Ahora sí, Laura presta atención al hallazgo. Coge los folios y Sofía advierte que le tiembla el pulso. La mira casi con miedo.

—Yo también he encontrado algo.

Gira el portátil. Ha rastreado el navegador y ha descubierto que Javier Monleón visita un foro de japoneses. Sofía no entiende nada. Hay frases de varios participantes en el foro, pero todo está escrito en japonés.

—Todo no —dice Laura—. Hay una frase en inglés. Mira.

La primera frase dice: «Life can be wonderful. Never forget it».

—La vida puede ser maravillosa. No lo olvides nunca —traduce Sofía—. ¿Qué es esto, Laura?

—Espera.

Con el traductor de Google, Laura vuelca el texto a un español terrible, lleno de gazapos y de frases inconexas, pero comprensible.

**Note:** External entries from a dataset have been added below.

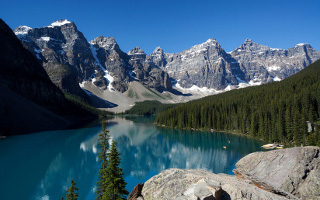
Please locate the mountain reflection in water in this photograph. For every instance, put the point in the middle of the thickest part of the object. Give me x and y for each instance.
(41, 165)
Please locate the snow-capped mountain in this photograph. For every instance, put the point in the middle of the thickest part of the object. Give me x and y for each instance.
(70, 60)
(263, 64)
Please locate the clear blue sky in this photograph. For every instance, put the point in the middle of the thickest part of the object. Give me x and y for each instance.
(177, 25)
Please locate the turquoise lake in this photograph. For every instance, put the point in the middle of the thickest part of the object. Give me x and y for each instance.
(41, 165)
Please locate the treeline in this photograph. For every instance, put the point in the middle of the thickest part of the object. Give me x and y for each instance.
(286, 111)
(148, 108)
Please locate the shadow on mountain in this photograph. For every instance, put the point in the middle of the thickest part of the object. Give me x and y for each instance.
(99, 102)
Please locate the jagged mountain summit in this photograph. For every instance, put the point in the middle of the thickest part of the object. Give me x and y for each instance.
(100, 65)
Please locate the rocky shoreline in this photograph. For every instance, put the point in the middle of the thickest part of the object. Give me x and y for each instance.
(292, 173)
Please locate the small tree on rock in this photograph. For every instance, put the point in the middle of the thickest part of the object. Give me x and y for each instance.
(72, 192)
(103, 159)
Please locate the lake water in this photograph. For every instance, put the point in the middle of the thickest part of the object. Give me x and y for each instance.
(41, 165)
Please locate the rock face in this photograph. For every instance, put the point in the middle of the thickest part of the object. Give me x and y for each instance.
(29, 100)
(177, 184)
(21, 72)
(64, 53)
(70, 60)
(262, 64)
(136, 192)
(295, 170)
(280, 174)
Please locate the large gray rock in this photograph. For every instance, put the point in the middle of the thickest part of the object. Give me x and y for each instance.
(295, 170)
(200, 184)
(205, 65)
(262, 64)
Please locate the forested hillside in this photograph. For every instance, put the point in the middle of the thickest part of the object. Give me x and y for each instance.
(275, 112)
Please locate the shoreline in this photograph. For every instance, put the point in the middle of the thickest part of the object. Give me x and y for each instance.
(234, 132)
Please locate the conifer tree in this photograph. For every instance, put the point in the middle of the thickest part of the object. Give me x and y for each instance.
(115, 184)
(72, 192)
(103, 159)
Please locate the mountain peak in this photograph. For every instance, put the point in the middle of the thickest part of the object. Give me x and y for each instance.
(108, 43)
(136, 51)
(248, 41)
(21, 30)
(158, 50)
(60, 22)
(211, 40)
(302, 45)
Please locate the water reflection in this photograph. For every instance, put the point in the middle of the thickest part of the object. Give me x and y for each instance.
(41, 165)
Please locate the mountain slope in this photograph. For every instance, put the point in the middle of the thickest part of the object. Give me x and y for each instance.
(29, 101)
(275, 112)
(73, 64)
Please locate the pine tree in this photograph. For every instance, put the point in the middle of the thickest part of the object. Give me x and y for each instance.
(115, 184)
(104, 145)
(71, 192)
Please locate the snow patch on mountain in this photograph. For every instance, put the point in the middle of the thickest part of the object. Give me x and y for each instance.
(273, 68)
(59, 23)
(107, 75)
(22, 30)
(45, 39)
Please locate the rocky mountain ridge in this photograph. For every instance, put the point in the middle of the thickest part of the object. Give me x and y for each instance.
(72, 62)
(280, 174)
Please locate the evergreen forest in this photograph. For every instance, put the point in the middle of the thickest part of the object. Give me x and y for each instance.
(286, 112)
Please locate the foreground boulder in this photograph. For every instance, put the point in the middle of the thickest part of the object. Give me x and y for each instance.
(295, 170)
(203, 185)
(292, 173)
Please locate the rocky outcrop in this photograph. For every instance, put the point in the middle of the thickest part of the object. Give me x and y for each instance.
(21, 73)
(148, 72)
(295, 170)
(280, 174)
(178, 184)
(262, 64)
(64, 53)
(29, 101)
(204, 67)
(135, 194)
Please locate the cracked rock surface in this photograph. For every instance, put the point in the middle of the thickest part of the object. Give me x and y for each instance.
(295, 170)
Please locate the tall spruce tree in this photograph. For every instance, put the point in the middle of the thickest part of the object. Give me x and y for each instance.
(115, 184)
(103, 159)
(72, 192)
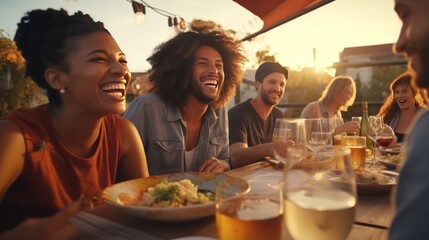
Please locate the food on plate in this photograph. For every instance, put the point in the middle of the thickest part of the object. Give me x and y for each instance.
(169, 194)
(366, 176)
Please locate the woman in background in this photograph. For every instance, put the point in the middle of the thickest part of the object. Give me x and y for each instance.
(338, 95)
(76, 144)
(402, 105)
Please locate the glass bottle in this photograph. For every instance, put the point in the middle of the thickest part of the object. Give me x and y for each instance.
(364, 123)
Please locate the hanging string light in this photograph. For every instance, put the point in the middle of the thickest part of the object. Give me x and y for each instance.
(139, 8)
(140, 12)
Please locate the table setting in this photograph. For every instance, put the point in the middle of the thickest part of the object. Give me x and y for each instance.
(285, 188)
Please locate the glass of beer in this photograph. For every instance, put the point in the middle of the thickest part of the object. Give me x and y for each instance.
(320, 196)
(256, 215)
(357, 145)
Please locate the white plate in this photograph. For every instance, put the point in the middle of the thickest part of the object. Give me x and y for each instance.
(385, 160)
(207, 181)
(378, 188)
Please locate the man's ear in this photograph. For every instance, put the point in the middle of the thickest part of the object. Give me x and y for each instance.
(55, 78)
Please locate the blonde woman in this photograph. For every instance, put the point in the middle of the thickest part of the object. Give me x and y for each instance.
(338, 95)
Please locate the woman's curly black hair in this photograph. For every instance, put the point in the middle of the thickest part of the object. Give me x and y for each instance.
(172, 65)
(44, 38)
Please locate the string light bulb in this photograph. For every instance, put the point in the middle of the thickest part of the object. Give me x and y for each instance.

—«Llevo tiempo pensando que la vida es un cúmulo de injusticias y penalidades. No le veo la gracia a vivir. A veces creo que la vida solo tiene sentido si es muy corta. ¿Alguien me puede dar tres razones para seguir viviendo?». —Laura levanta la mirada hacia Sofía—. Te estoy leyendo frases sueltas.

—Es un foro de suicidas.

—Eso es.

—¿Por qué se mete el escolta en un foro de japoneses suicidas?

—Mira esta frase —Laura lee—: «No tengo amigos, no tengo libertad, no soy de ninguna parte. ¿Merece la pena vivir? A veces pienso que sí, que la vida precisamente consiste en eso, en buscar la salida del laberinto, como si todo fuera un juego. Pero el juego se me está haciendo muy largo».

Las iniciales que firman esa entrada las conocen bien ambas. Y. M.